No obstante, el secuestro fue esencialmente una cuestión de política interna y lucha por el poder en la recién fundada República Islámica. La cuestión del sha y su presencia en EEUU era un asunto secundario: la toma de la embajada no fue más que una maniobra para forzar la dimisión del gobierno provisional, presidido por el ingeniero Mehdi Bazargán, de orientación islamista moderada, democrática y liberal ―una especie de equivalente iraní a la democracia cristiana europea―. Bazargán y su gabinete fueron incapaces de hacerse con el control de la situación. Cuando Jomeini, el líder espiritual de la revolución, apoyó públicamente la toma de la embajada, el gobierno provisional comprendió que no tenía autoridad para usar la fuerza contra los asaltantes como habían hecho unos meses antes cuando un grupo de militantes izquierdistas entró en la embajada.

Bazargán se vio atrapado entre la espada y la pared: sus ideales eran liberales y democráticos pero su legitimidad como presidente provisional no emanaba de unas elecciones democráticas sino de su designación por Jomeini a principios de 1979. Conscientes de esta contradicción y de su incapacidad para controlar las nuevas instituciones y milicias revolucionarias, los miembros del gobierno provisional dimitieron y ni siquiera se organizaron para presentarse a las elecciones presidenciales y legislativas que se convocaron para 1980, las primeras y últimas que se celebraron con relativa libertad en la República Islámica. 
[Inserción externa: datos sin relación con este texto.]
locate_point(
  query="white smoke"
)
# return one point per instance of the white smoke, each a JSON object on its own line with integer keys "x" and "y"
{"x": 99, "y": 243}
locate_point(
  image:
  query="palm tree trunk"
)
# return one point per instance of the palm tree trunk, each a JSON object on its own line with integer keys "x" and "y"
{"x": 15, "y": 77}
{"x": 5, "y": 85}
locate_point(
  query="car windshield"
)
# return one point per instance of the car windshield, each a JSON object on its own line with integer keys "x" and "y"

Mientras tanto, los secuestradores publicaron numerosos documentos confidenciales de la Embajada con información sobre algunos intelectuales y políticos iraníes que habían tenido contacto con la diplomacia americana. La mayoría de implicados eran de tendencia moderadas y demócratas y su reputación quedó manchada por su supuesta colaboración con los americanos. Esto facilitó que fueran represaliados por las milicias revolucionarias o que se exiliasen, y por supuesto perjudicó el desempeño electoral de muchos ellos. 

Cuarenta años después, el asalto a la Embajada estadounidense en Teherán no solo simboliza el inicio de las siempre tensas relaciones entre EEUU y la República Islámica de Irán, sino el comienzo del dominio jomeinista y el fin de un Irán liberal y democrático que no pudo ser.